展示風景。
清流部落余生記念館。2017年10月5日(木)。
1階はパネル展示で、2階には実物もある。
抗日部落死亡者調査票。
2か月近い戦いで、蜂起側6部落1237人のうち、644人が命を落した。部落の人口は半数以下の593人に激減した。
死亡者のなかでは、首吊り自殺したものが290人と最も多い。
次に、空爆による死者137人、砲弾による死者34人、計171人。
日本軍は、ジャングルを焼こうと、石油、山砲による焼夷弾、飛行機から黄燐爆弾を放ったが、ジャングルは燃えなかった。そこで、飛行機から爆弾を落としたり、山砲で砲弾を撃ち込んだ。
11月18日に広島県大久野島で製造された特殊弾が運び込まれ山砲でマヘボ洞窟に射撃された。
被首による死者87人。日本軍警は、蜂起部落の老若男女の首に賞金を付け、味方蕃に首を狩らせた。そのうち55は女性や子供のものであった。
交戦中の死者は85人であった。
投環自縊。首吊り自殺。
抗戦する戦士たちの後顧の憂いをなくすために、婦女子は死を選んだ。
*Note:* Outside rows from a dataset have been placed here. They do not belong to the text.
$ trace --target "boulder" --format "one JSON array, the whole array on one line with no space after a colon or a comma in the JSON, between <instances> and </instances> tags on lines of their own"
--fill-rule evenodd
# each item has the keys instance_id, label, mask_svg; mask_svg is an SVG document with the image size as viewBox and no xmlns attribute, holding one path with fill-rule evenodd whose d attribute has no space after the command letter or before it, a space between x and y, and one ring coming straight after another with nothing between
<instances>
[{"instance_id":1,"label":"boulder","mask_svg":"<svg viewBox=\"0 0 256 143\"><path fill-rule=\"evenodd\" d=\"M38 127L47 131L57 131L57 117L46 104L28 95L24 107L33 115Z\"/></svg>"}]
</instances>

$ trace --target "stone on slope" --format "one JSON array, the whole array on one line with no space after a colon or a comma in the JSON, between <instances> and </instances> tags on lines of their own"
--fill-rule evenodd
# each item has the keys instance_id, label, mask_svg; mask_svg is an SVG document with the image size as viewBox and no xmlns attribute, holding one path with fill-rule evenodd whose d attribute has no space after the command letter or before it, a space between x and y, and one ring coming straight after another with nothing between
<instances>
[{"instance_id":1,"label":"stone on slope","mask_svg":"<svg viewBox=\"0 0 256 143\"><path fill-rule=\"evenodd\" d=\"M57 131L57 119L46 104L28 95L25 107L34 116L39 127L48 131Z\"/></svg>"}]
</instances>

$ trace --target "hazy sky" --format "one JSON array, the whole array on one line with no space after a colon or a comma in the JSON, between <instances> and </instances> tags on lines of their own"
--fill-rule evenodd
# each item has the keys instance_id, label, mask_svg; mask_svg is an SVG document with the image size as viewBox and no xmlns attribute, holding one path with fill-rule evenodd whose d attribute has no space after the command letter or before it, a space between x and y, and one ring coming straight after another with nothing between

また、避難中の部落民たちが、特殊弾による苦痛に耐えかねて自殺した例もあった。
首吊り自殺。
セデック族の伝説では、先祖は木の中から生まれ、木に還るといわれ、自死するときは祖霊との境界となる巨木を選んで、自ら麻縄をない、先祖に呼びかける歌を歌い、苦しまないように酒を飲んでから首を吊った。
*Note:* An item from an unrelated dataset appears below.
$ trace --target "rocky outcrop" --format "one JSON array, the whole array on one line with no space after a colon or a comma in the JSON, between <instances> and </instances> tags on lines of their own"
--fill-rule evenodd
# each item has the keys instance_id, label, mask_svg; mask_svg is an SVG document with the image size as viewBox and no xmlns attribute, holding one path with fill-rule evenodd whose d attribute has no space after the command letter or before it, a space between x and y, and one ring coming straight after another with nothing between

死に装束は民族衣装の真紅の晴れ着である。入れ墨や民族衣装は、あの世に先立った家族たちが自分を見つけ出す目印であった。
惨烈犠牲。抗日勇士。
主導者モーナ・ルーダオは、家人を銃で殺して、断崖の岩窟で銃により自殺した。
最後まで戦った息子のタダオ・モーナは12月8日に、4人の戦士とともマヘボの山中で首吊り自殺した。
抗日戦士の遺骨。
特種弾薬の効果を検証する堀川医学博士。
味方蕃は警察部隊に属した。川西部隊には道澤群Toda、土魯閣群Turuku。高井部隊には万大社群、和霧社群。神門部隊には白狗群。土木・兵站に従事させ、攻撃時には戦力とした。
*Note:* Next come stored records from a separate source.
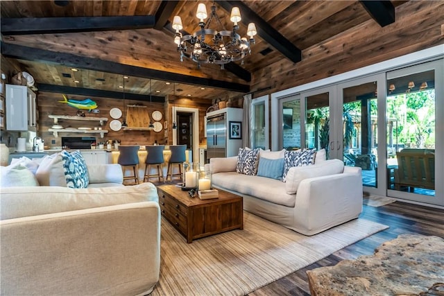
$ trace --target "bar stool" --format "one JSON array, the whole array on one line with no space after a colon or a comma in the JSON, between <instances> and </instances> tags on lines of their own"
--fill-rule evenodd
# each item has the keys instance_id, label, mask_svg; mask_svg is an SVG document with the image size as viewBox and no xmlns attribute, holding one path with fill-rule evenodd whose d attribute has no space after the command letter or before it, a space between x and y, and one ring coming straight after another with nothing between
<instances>
[{"instance_id":1,"label":"bar stool","mask_svg":"<svg viewBox=\"0 0 444 296\"><path fill-rule=\"evenodd\" d=\"M171 176L171 181L173 180L173 176L180 176L182 178L182 164L187 159L185 157L185 150L187 150L187 145L171 145L169 150L171 151L171 157L168 162L168 169L166 170L166 180L168 180L168 175ZM179 166L179 173L173 173L173 166L178 164ZM171 167L171 171L170 171Z\"/></svg>"},{"instance_id":2,"label":"bar stool","mask_svg":"<svg viewBox=\"0 0 444 296\"><path fill-rule=\"evenodd\" d=\"M119 158L117 163L122 166L123 168L123 182L126 180L134 179L136 184L139 184L139 177L137 177L137 166L139 164L139 146L119 146ZM134 175L125 177L125 166L132 166Z\"/></svg>"},{"instance_id":3,"label":"bar stool","mask_svg":"<svg viewBox=\"0 0 444 296\"><path fill-rule=\"evenodd\" d=\"M149 182L150 177L157 177L159 182L160 178L164 180L164 174L160 166L164 163L164 145L156 145L156 146L146 146L145 149L146 150L146 160L145 160L145 173L144 173L144 182L146 180L146 182ZM150 174L150 166L155 165L157 166L157 174Z\"/></svg>"}]
</instances>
同族であるタウツア、パーランなどのセデック族の味方蕃においては、蜂起側との縁故関係との違いによって利用方法に工夫をこらした。
タウツア社人は約80人の日本人巡査の指揮のもとに「攻撃別働隊」として出陣し、パーラン社人は蜂起者に投降勧告をよびかける役割をになった。
万大社とパーラン社は人口・壮丁数が多く、この有力な二大社の向背は戦局の行方を左右したので、早くから親日的立場を決定的にさせた。
タウツア社とトロック社は蜂起者が中央山脈方面へ脱逃するのを妨げる戦略的位置を占めていた。
タウツア社人が味方蕃としての立場を決定的にしたのは10月30日であり、それ以前にタウツア社入りした霧社人44人は保護されたが、それ以後に親戚を頼って逃げてきた霧社人は首狩りの対象となった。トロック社も事情は同じであった。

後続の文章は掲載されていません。